Powstanie Straży Narodowej, której celem będzie m.in. obrona kościołów. Zapowiedział to dziś Prezes Stowarzyszenia Marsz Niepodległości Robert Bąkiewicz
– Jesteśmy w trakcie rewolucji lewackiej, rewolucji neobolszewickiej, którą znamy już z krajów zachodnich, z Ameryki Południowej. Tam płoną dzisiaj kościoły, katolicy są bici, jest stosowana wobec nich przemoc. Dzisiaj to samo zaczyna się w Polsce – mówił Bąkiewicz na konferencji prasowej przed Bazyliką Świętego Krzyża w Warszawie.
„Będziemy bronili każdego kościoła, każdej dzielnicy, każdego miasta, każdej wioski. Z tego miejsca wzywam wszystkich katolików, że dosyć tej pacyfistycznej postawy, że dzisiaj bandy hołoty wchodzą do kościołów, profanują ołtarze, Najświętszy Sakrament, używają wulgarnych, knajackich słów, takich które w przestrzeni publicznej nie były stosowane chyba nigdy od 1989 r., a nawet wcześniej. Ci ludzie są nastawieni konfrontacyjnie, chcą nas zniszczyć i zgnieść. Ja z tego miejsca mówię, że miecz sprawiedliwości nad nimi wisi i jeśli będzie trzeba, zgnieciemy ich w proch i zniszczymy tą rewolucję”.
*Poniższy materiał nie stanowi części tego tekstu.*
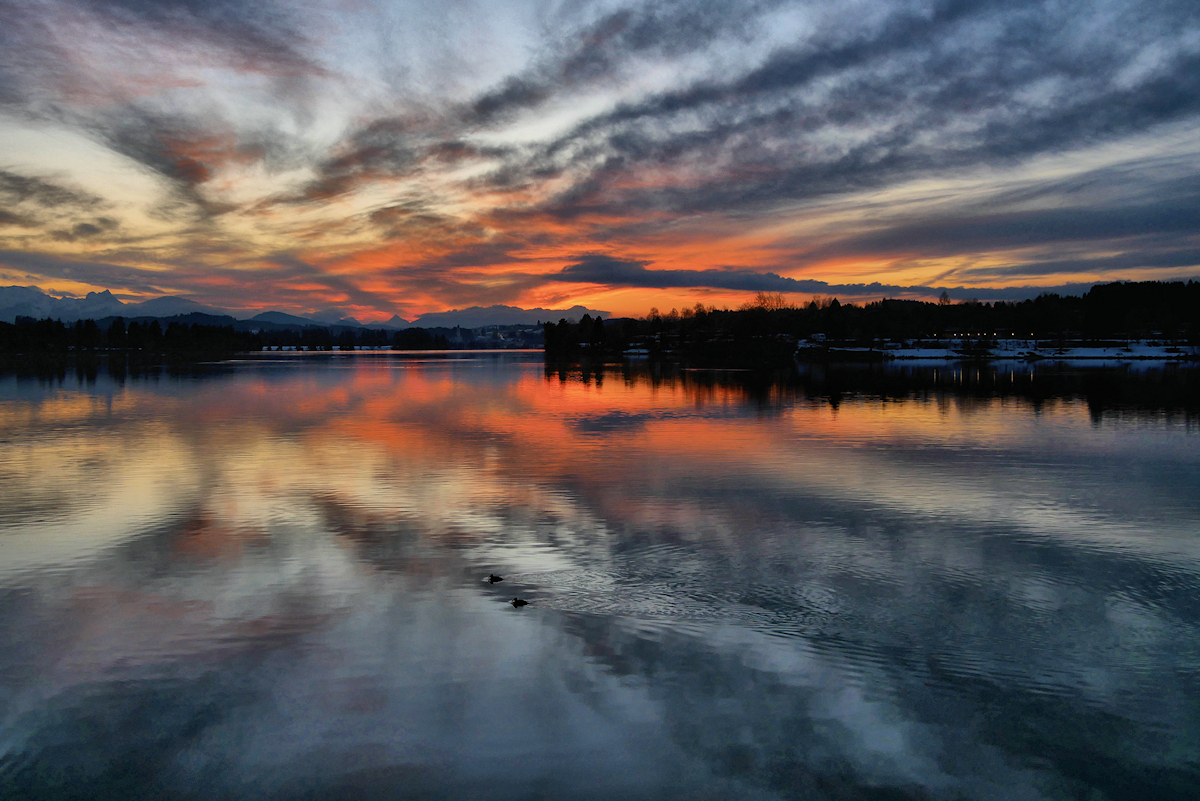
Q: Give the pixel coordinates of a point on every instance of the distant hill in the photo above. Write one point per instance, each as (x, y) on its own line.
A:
(480, 315)
(31, 301)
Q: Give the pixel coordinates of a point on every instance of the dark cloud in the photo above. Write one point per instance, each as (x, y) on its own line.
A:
(97, 227)
(858, 107)
(621, 272)
(17, 188)
(859, 98)
(95, 272)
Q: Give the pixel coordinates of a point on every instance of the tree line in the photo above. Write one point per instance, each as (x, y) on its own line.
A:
(766, 330)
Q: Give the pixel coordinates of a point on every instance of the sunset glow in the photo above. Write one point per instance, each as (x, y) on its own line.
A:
(396, 158)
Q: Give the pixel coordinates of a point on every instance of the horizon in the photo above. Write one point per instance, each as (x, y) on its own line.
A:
(325, 317)
(389, 160)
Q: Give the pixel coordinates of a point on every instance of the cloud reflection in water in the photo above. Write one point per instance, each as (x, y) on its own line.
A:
(269, 580)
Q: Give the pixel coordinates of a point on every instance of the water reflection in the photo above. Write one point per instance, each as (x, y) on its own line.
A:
(268, 579)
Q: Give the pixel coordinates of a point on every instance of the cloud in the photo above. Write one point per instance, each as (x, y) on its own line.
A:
(618, 272)
(445, 157)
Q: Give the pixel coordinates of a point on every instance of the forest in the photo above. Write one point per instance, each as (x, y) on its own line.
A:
(767, 330)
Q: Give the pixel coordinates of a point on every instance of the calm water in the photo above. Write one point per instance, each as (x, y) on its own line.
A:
(267, 580)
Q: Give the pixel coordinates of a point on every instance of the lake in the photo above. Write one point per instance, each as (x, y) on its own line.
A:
(267, 578)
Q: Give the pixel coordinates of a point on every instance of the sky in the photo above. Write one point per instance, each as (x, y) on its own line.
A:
(408, 157)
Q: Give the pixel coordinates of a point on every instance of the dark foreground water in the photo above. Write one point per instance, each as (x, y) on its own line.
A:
(267, 580)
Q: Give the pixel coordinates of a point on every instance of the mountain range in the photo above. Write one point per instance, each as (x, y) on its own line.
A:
(31, 301)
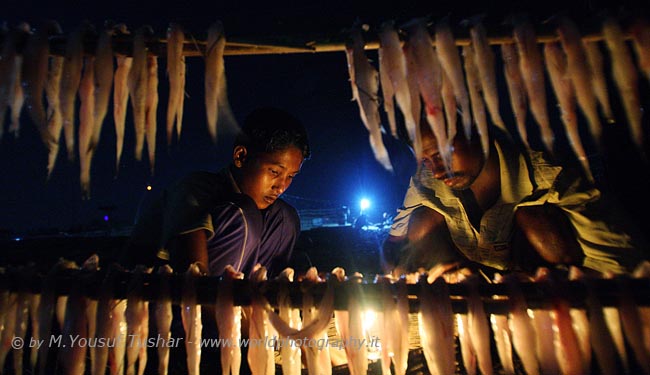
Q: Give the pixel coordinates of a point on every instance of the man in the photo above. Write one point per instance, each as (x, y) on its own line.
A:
(234, 217)
(513, 211)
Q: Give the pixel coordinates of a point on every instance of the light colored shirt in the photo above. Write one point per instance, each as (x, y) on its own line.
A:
(525, 182)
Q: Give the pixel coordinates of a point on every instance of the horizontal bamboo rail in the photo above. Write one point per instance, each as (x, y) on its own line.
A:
(494, 296)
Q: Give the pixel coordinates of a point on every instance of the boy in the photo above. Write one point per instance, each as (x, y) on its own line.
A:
(233, 217)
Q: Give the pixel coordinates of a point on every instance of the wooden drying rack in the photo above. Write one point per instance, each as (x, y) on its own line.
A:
(494, 296)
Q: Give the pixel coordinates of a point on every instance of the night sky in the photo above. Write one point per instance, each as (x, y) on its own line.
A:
(314, 87)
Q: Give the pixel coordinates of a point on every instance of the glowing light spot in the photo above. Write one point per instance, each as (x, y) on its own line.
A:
(364, 204)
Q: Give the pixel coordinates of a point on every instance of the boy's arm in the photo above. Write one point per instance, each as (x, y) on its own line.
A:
(191, 248)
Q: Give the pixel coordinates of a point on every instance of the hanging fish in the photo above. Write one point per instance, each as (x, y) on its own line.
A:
(578, 70)
(151, 107)
(532, 73)
(556, 66)
(137, 321)
(163, 313)
(436, 326)
(640, 31)
(191, 316)
(393, 65)
(104, 317)
(137, 84)
(289, 352)
(120, 100)
(625, 77)
(86, 123)
(450, 62)
(478, 109)
(502, 336)
(176, 74)
(228, 317)
(260, 357)
(91, 265)
(387, 89)
(34, 78)
(214, 75)
(483, 53)
(364, 80)
(414, 92)
(7, 74)
(516, 88)
(428, 74)
(543, 323)
(17, 98)
(449, 101)
(70, 81)
(47, 305)
(565, 341)
(103, 82)
(600, 337)
(595, 60)
(521, 325)
(54, 115)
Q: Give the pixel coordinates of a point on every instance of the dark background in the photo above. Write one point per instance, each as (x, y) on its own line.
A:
(315, 87)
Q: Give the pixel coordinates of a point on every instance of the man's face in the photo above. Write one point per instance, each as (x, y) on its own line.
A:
(265, 176)
(466, 161)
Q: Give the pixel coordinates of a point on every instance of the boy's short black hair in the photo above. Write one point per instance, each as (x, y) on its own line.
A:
(272, 129)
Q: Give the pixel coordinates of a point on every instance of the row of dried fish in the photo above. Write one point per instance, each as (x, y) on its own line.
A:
(412, 73)
(558, 338)
(33, 76)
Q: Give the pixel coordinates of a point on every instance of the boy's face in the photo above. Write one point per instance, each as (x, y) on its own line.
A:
(466, 161)
(265, 176)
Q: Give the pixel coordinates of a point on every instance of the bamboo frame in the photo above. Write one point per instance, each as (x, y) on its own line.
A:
(494, 296)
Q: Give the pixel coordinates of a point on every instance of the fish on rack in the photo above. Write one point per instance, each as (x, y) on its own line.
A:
(516, 88)
(215, 77)
(393, 67)
(260, 357)
(428, 75)
(640, 30)
(450, 62)
(151, 108)
(54, 114)
(86, 123)
(556, 66)
(502, 336)
(34, 77)
(478, 108)
(364, 80)
(163, 315)
(595, 62)
(436, 325)
(91, 265)
(625, 77)
(70, 80)
(521, 325)
(18, 94)
(137, 322)
(191, 317)
(176, 73)
(532, 73)
(487, 75)
(137, 84)
(228, 317)
(289, 351)
(581, 77)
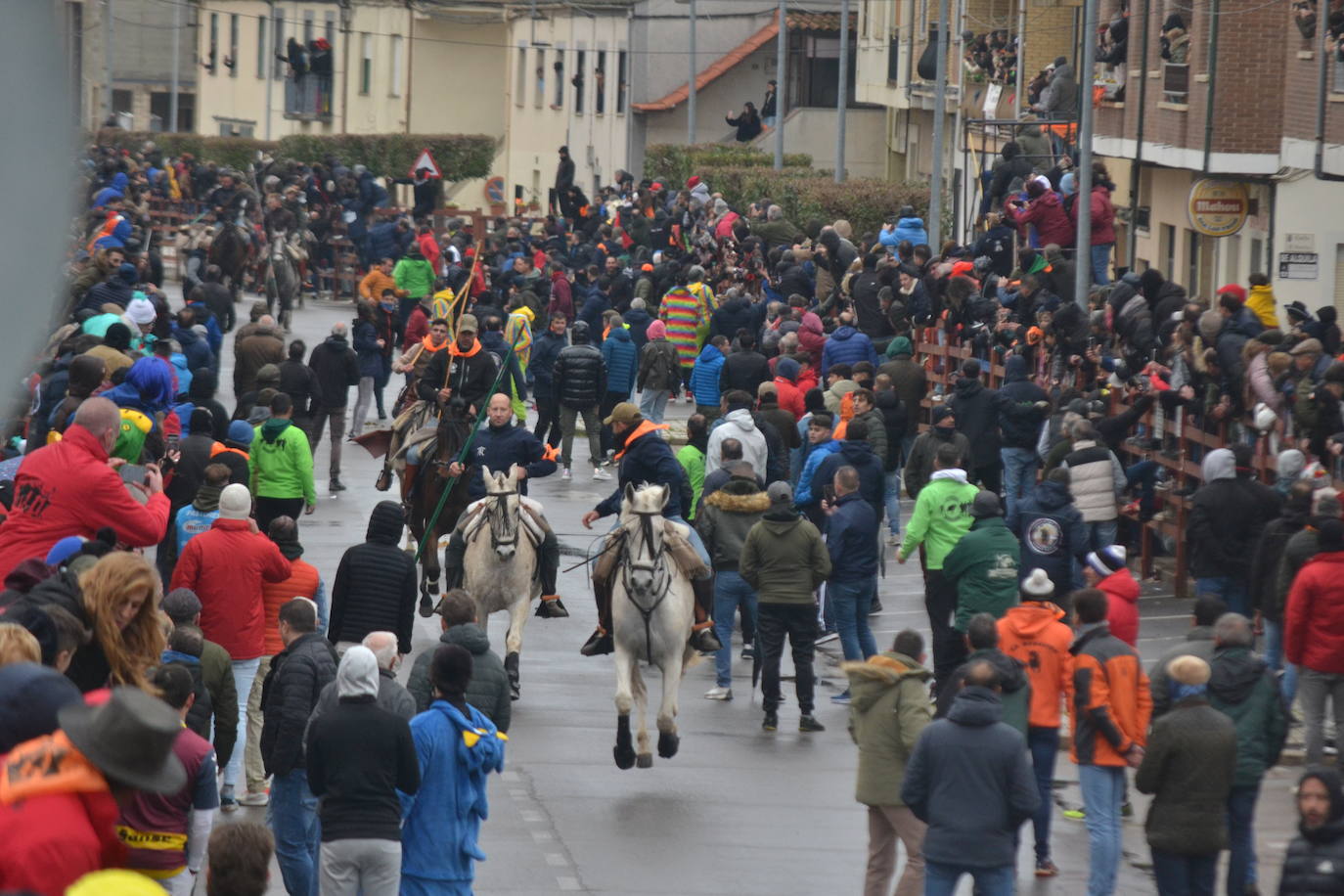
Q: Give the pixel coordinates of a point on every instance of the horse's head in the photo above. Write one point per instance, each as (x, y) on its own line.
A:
(503, 512)
(642, 515)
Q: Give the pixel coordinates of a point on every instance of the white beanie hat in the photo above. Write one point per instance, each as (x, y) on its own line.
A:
(236, 503)
(1038, 585)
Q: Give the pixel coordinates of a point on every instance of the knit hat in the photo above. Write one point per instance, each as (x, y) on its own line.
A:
(241, 432)
(1106, 560)
(140, 310)
(234, 503)
(985, 506)
(1038, 586)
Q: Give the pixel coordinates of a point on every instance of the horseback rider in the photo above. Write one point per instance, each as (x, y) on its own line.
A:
(498, 449)
(647, 458)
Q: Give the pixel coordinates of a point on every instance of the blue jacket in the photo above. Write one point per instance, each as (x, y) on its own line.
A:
(622, 360)
(704, 377)
(847, 345)
(442, 821)
(496, 450)
(852, 539)
(802, 495)
(909, 229)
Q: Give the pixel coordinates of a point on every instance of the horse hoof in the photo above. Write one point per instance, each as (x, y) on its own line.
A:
(624, 756)
(668, 744)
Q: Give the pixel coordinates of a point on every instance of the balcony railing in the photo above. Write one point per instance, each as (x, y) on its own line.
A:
(308, 97)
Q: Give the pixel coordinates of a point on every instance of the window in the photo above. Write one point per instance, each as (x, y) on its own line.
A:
(232, 60)
(261, 49)
(214, 43)
(579, 60)
(621, 86)
(366, 62)
(520, 78)
(539, 94)
(600, 83)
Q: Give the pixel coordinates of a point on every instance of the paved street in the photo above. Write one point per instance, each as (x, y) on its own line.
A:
(739, 810)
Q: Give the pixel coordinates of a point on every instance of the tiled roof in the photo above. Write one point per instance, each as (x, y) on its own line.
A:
(721, 66)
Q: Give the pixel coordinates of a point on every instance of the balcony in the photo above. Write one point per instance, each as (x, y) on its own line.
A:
(308, 97)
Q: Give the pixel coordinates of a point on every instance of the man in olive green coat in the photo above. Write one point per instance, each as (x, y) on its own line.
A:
(888, 708)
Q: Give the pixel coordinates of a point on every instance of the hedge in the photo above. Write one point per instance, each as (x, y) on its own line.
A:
(460, 156)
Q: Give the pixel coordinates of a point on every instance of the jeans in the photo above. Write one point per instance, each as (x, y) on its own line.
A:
(852, 601)
(291, 817)
(893, 499)
(941, 878)
(1276, 659)
(797, 621)
(1230, 589)
(592, 427)
(1019, 477)
(245, 672)
(730, 591)
(1240, 838)
(653, 403)
(887, 824)
(1100, 535)
(1043, 744)
(1103, 791)
(1185, 874)
(362, 403)
(1315, 688)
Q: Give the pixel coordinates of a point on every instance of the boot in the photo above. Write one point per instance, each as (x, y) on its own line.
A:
(601, 640)
(701, 633)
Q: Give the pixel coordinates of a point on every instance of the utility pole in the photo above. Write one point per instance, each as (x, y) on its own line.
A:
(843, 93)
(690, 98)
(107, 60)
(1082, 262)
(176, 49)
(781, 76)
(940, 112)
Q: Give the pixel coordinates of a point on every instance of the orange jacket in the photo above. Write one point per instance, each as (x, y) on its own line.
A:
(1034, 634)
(1111, 698)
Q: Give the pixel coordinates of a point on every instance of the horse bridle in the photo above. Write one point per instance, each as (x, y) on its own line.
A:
(654, 567)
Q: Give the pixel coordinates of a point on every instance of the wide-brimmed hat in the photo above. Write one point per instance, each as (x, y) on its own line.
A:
(128, 739)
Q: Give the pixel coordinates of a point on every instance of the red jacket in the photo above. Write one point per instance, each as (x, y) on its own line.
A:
(227, 567)
(67, 489)
(1314, 619)
(58, 821)
(1122, 598)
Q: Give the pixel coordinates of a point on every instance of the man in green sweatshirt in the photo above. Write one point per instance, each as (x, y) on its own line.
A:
(941, 517)
(281, 467)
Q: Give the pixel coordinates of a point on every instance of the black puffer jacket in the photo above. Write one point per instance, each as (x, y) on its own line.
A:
(376, 583)
(294, 683)
(579, 377)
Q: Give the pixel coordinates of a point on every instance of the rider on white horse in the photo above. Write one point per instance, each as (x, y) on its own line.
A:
(647, 458)
(498, 449)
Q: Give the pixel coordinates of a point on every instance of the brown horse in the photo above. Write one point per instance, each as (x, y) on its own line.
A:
(455, 427)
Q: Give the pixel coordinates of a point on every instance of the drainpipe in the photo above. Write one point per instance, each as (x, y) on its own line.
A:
(1213, 79)
(1319, 168)
(1132, 236)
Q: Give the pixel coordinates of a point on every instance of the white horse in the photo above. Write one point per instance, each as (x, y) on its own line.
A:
(652, 610)
(499, 565)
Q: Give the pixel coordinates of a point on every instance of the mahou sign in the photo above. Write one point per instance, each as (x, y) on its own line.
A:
(1218, 207)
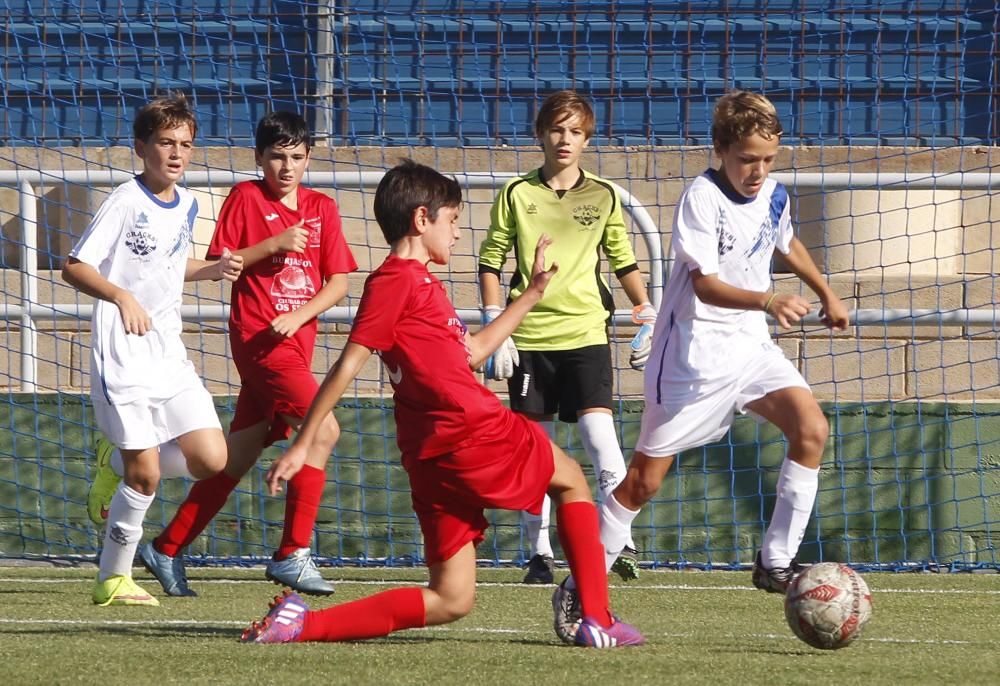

– Kiedyś myśleliśmy, że nas to ominie. Nie chcemy, żeby te środowiska, które są środowiskami antycywilizacyjnymi, atakowały tutaj nas, Polaków i katolików. Dlatego powołujemy pewien rodzaj samoobrony katolickiej, cywilizacyjnej. Ta organizacja będzie się nazywała Straż Narodowa – zapowiedział.
Organizacja ma być odpowiedzią na wtargnięcia demonstrantów do kościołów.